The council on July 10 voted to appoint a subcommittee of council members in January, when none will be up for re-election.
"We need to do this right, and we need to do this right once," said Councilman Dean Chu, who is up for re-election in November. The city would be the first in California to do this and would join Albuquerque, N.M., Portland, Ore., and several states.
The proposed measure read, "Should the city of Sunnyvale institute public financing of Sunnyvale city elections to be funded by either new taxes or a reduction in public services, at an approximate cost of $100,000 per contested council seat?"
Some residents and proponents of public financing said it was heavy on the costs, estimated at $400,000 to $1 million every other year with four seats open and two candidates each, and light on the benefits.
"I support public financing of campaigns. I would vote against the wording you have here," said Norine Krueger, a Sunnyvale resident.
A subcommittee of councilmen Christopher Moylan and John Howe and Vice Mayor Tony Spitaleri crafted the measure because they are not up for re-election. Howe and Spitaleri had opposed the advisory measure in an earlier vote, and Moylan said he was outnumbered.
"It appears to deliberately skew it for defeat," said Moylan, who apologized for not getting stronger language into the measure.
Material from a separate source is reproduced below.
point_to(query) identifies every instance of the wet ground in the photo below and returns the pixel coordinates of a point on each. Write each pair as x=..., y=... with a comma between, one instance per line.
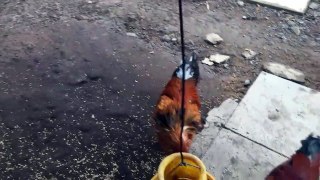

The proposed advisory measure would not require any council action. Some said a survey would be cheaper and would give the council more useful data than a yes-or-no question. Printing the measure would have cost $37,000.
Public financing activist Herb Angstrom twisted the measure to make a point, adding his wording was not a serious proposal.
"Should the city council eliminate the influence of private interests by publicly financing elections at a cost of .2 percent of the city's annual budget?" he said. Portland allocates that percentage to elections.
Councilwoman Melinda Hamilton said the subcommittee should report back to the council in January 2009 after meeting with residents, opponents and proponents of public financing. Council members Hamilton, Ron Swegles, Chu and Mayor Otto Lee are up for re-election, so the council's composition could change by then.
"I'm worried it will get lost in the shuffle," said Hamilton.
Max King, a public financing advocate, said the public is not familiar with the concept or how it could work, and the city should inform people as it moves forward.
"It's not something you learn about in civics class in high school," he said. The council suggested that the subcommittee's outreach next year include public education.
Also to educate the public, the council approved the creation of a campaign ethics brochure. When published in the Oct. 1 issue of city's Quarterly Report, it would draw the line between fair and dirty public debate, explain the debate format and schedule that the council will set, list resources for election information and help residents get registered to vote.
Modeled on similar brochures produced by the cities of Santa Clara and Livermore, the city estimates it will cost $3,500 in materials and staff time for an insert in the quarterly report and 1,500 separate copies, plus translation costs of $500 per double-sided sheet of paper.